Repository files navigation

Documents Analysis with Gensim Doc2Vec

1. Import Libraries

from gensim.models.doc2vec import Doc2Vec, TaggedDocument
from gensim.utils import simple_preprocess
from sklearn.datasets import fetch_20newsgroups
from sklearn.decomposition import PCA
from sklearn.manifold import TSNE
import matplotlib.pyplot as plt
from twitter import TwitterAPI

Example #1: 20 news groups

Data

news = fetch_20newsgroups(categories=['comp.graphics','sci.med','soc.religion.christian'])
data = news.data
target = news.target
target_names = news.target_names

Preprocessing

train_corpus = []
for i in range(len(data)):
    tokens = simple_preprocess(data[i])
    train_corpus.append(TaggedDocument(tokens, [target[i]]))

Model

model = Doc2Vec(vector_size=50, min_count=2, epochs=40)
model.build_vocab(train_corpus)
model.train(train_corpus, total_examples=model.corpus_count, epochs=model.epochs)

Evaluation

vectors = [model.infer_vector(i.words) for i in train_corpus]
pca = PCA(2)
vectors_2d = pca.fit_transform(vectors)

comp     = [vectors_2d[i].tolist() for i in range(len(vectors_2d)) if target[i] == 0]
med      = [vectors_2d[i].tolist() for i in range(len(vectors_2d)) if target[i] == 1]
religion = [vectors_2d[i].tolist() for i in range(len(vectors_2d)) if target[i] == 2]
tsne = TSNE(2)
vectors_2d = tsne.fit_transform(vectors)

comp     = [vectors_2d[i].tolist() for i in range(len(vectors_2d)) if target[i] == 0]
med      = [vectors_2d[i].tolist() for i in range(len(vectors_2d)) if target[i] == 1]
religion = [vectors_2d[i].tolist() for i in range(len(vectors_2d)) if target[i] == 2]
plt.figure(figsize=(14,8))
plt.scatter([i[0] for i in comp], [i[1] for i in comp], s=5, label='Computer Graphics')
plt.scatter([i[0] for i in med], [i[1] for i in med], s=5, label='Medicine')
plt.scatter([i[0] for i in religion], [i[1] for i in religion], s=5, label='Christianity')
plt.title('Topics as Vectors')
plt.legend()
plt.show()

png

print(data[700])
From: rob@rjck.UUCP (Robert J.C. Kyanko)
Subject: Re: Weitek P9000 ?
Distribution: world
Organization: Neptune Software Inc
Lines: 23

abraxis@iastate.edu writes in article <abraxis.734340159@class1.iastate.edu>:
> 
> Anyone know about the Weitek P9000 graphics chip?
> Micron is selling it with their systems They rank them at 50 winmarks...
> Any info would help...
> thanks.

It's supposedly a high-performance chip based upon workstation graphics
accelerators.  It's quite fast (I have 7), but as usual with new boards/chips
the drivers are buggy for Windows.  As far as Winmarks go, it depends upon
the version.  I think I got 42M winmarks with version 3.11.  2.5 yielded the
50+ number.  I've also benchmarked this with Wintach at over 65 (from memory
as well).

As far as the low-level stuff goes, it looks pretty nice.  It's got this
quadrilateral fill command that requires just the four points.

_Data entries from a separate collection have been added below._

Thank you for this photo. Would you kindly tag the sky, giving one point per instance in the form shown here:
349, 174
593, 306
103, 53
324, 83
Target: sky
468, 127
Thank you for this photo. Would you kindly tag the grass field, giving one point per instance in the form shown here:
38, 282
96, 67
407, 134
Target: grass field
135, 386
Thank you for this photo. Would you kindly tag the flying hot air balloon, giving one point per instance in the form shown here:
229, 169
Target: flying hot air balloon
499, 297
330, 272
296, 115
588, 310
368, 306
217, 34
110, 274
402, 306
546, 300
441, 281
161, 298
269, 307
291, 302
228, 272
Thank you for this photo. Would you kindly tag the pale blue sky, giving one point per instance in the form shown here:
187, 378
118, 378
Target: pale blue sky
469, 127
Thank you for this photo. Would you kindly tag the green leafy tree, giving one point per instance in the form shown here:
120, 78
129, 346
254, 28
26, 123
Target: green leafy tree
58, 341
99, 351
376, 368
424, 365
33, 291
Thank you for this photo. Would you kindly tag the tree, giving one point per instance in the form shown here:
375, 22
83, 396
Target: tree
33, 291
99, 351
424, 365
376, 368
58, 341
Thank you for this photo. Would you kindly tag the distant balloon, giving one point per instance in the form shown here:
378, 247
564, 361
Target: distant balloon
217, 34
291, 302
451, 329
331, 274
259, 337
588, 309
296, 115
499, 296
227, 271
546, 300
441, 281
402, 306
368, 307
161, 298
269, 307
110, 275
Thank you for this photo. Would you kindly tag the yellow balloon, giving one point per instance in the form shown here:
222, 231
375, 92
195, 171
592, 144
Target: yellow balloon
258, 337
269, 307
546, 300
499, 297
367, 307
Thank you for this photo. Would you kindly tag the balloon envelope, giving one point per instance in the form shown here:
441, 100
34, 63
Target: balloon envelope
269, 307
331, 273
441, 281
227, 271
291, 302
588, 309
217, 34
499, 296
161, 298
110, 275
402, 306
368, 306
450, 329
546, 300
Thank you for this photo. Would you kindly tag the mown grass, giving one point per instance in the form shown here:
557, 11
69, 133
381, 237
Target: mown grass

It's very fast, but beware of buggy drivers, and otherwise no non-windows
support.

--
I am not responsible for anything I do or say -- I'm just an opinion.
             Robert J.C. Kyanko (rob@rjck.UUCP)
test = simple_preprocess(data[500])
test_vector = model.infer_vector(test)
for i in model.dv.most_similar(positive=[test_vector]):
    print(f'{target_names[i[0]]}, {i[1]:.3f}')
comp.graphics, 0.852
sci.med, 0.589
soc.religion.christian, 0.524
model.dv.cosine_similarities(test_vector, vectors).argsort()[::-1][:10]
array([ 500, 1194, 1105, 1204,  537,  469, 1509,  604, 1322,  922])

Example #2: Tweets

Data

t = TwitterAPI()
elonmusk = t.timeline('44196397', max_results=100)
billgates = t.timeline('50393960', max_results=100)
jockowillink = t.timeline('3320010078', max_results=100)
You're using Twitter API version 2
elonmusk_tweets = [i['text'] for i in elonmusk['data']]
billgates_tweets = [i['text'] for i in billgates['data']]
jockowillink_tweets = [i['text'] for i in jockowillink['data']]
tweets = elonmusk_tweets + billgates_tweets + jockowillink_tweets
labels = [0]*len(elonmusk_tweets) + [1]*len(billgates_tweets) + [2]*len(jockowillink_tweets)
label_names = {0: 'Elon Musk', 1: 'Bill Gates', 2: 'Jocko Willink'}

Preprocessing

train_corpus = []
for i in range(len(tweets)):
    tokens = simple_preprocess(tweets[i])
    train_corpus.append(TaggedDocument(tokens, [labels[i]]))

Model

model = Doc2Vec(vector_size=60, min_count=2, epochs=40)
model.build_vocab(train_corpus)
model.train(train_corpus, total_examples=model.corpus_count, epochs=model.epochs)

Evaluation

vectors = [model.infer_vector(i.words) for i in train_corpus]
tsne = TSNE(2)
vectors_2d = tsne.fit_transform(vectors)

plt.figure(figsize=(14,8))
plt.scatter(vectors_2d[:22, 0], vectors_2d[:22, 1], s=10, label='Elon Musk')
plt.scatter(vectors_2d[22:122, 0], vectors_2d[22:122, 1], s=10, label='Bill Gates')
plt.scatter(vectors_2d[122:222, 0], vectors_2d[122:222, 1], s=10, label='Jocko Willink')
plt.title('Topics as Vectors')
plt.legend()
plt.show()

png

test = simple_preprocess('AI')
test_vector = model.infer_vector(test)
for i in model.dv.most_similar(positive=[test_vector]):
    print(f'{label_names[i[0]]}, {i[1]:.3f}')
Elon Musk, 0.986
Jocko Willink, 0.928
Bill Gates, 0.778
model.dv.cosine_similarities(test_vector, vectors).argsort()[::-1][:10]
array([ 4,  1,  6, 19, 47, 16,  8, 52, 20, 43])

Misc

def distance(x: list, y: list) -> float:
    '''
    Compute distance between two vectors:

    >>> distance([1, 2],[1, -3])
    5.0
    '''
    return sum([(i-j)**2 for i, j in zip(x, y)])**(1/2)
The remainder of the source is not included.